The most common scenarios were “inadvertently taken or given medication twice” (53.9%), followed by “inadvertently taken or given someone else’s medication” (13.4%) and “wrong medication taken or given” (12.9%), according to the researchers. Two percent involved mistakes by a pharmacist or nurse.
Easily Preventable
Rine said simple mistakes caused the errors, which were likely the product of busy households and distracted caregivers. She said that the errors are easily avoided by storing the medication properly, keeping a sheet with the medication to document what was taken and when, and using a pillbox or one of many apps that can help document the dispensing of medications.

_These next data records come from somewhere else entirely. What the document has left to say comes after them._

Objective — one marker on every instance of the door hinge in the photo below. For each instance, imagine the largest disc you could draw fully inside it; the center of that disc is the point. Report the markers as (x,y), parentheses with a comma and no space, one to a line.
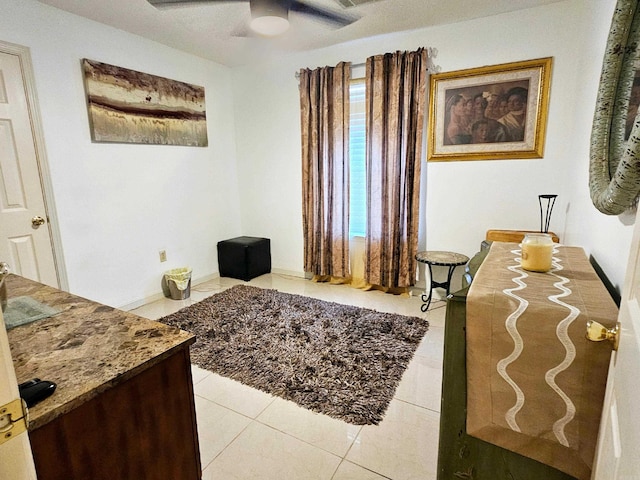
(14,418)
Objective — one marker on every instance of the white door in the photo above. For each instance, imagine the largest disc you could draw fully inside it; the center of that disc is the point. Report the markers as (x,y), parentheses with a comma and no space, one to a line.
(16,460)
(619,439)
(25,237)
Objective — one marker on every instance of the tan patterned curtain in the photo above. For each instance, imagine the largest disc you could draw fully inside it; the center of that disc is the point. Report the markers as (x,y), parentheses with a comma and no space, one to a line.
(324,105)
(395,103)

“I think the biggest thing is that a lot of these errors are preventable, more than anything else,” Rine said.
The increase in ADHD diagnoses among children and the subsequent prescribing of medications are reasons for the nearly 300% increase in poison control calls. A 2018 study showed that the estimated prevalence of ADHD diagnoses among US children and adolescents increased from 6.1% in 1997 to1998 to 10.2% in 2015 to 2016. The CDC states that 6 million children and adolescents aged 3 to 17 years have been diagnosed with ADHD, and 62% have received ADHD medication.
Colleen Kraft, MD, a pediatrician at Children’s Hospital Los Angeles, said she was not surprised by the reported increase in errors. In addition to the simple uptick in ADHD diagnoses and prescriptions in the past 2 decades, Kraft said the growing variety of ADHD medication is a cause of more errors.
“Because we have so many more different types of these medications, it’s easy to confuse them, and it’s easy to make an error when you give this to a child,” she said.
Kraft also said that since ADHD can have a genetic component, some parents with undiagnosed and untreated ADHD may be responsible for their child’s medication, a scenario ripe for mistakes.
Potential Dangers
Not all ADHD medicinal overdosing is created equal, Kraft pointed out. Doubling up on a stimulant such as methylphenidate, more commonly known as Ritalin, or the combination of amphetamine and dextroamphetamine, or Adderall, may cause headaches, suppress appetite, and cause an upset stomach, although those symptoms usually clear up in a few hours.
But, she noted, the use of alpha-1 adrenergic blockers is more concerning. Also used to treat high blood pressure, medications such as guanfacine and clonidine sedate you. A double dose can cause blood pressure to decrease to dangerous levels.
The study’s primary limitation was bias in self-reporting, which may have led to underreporting of cases, according to the researchers. Not every case in which an error occurs that involves a child taking ADHD medication gets reported to poison control, because some will take a wait-and-see approach and may not call if their child doesn’t have symptoms.
“Our data is only as good as what the callers report to us,” Rine said.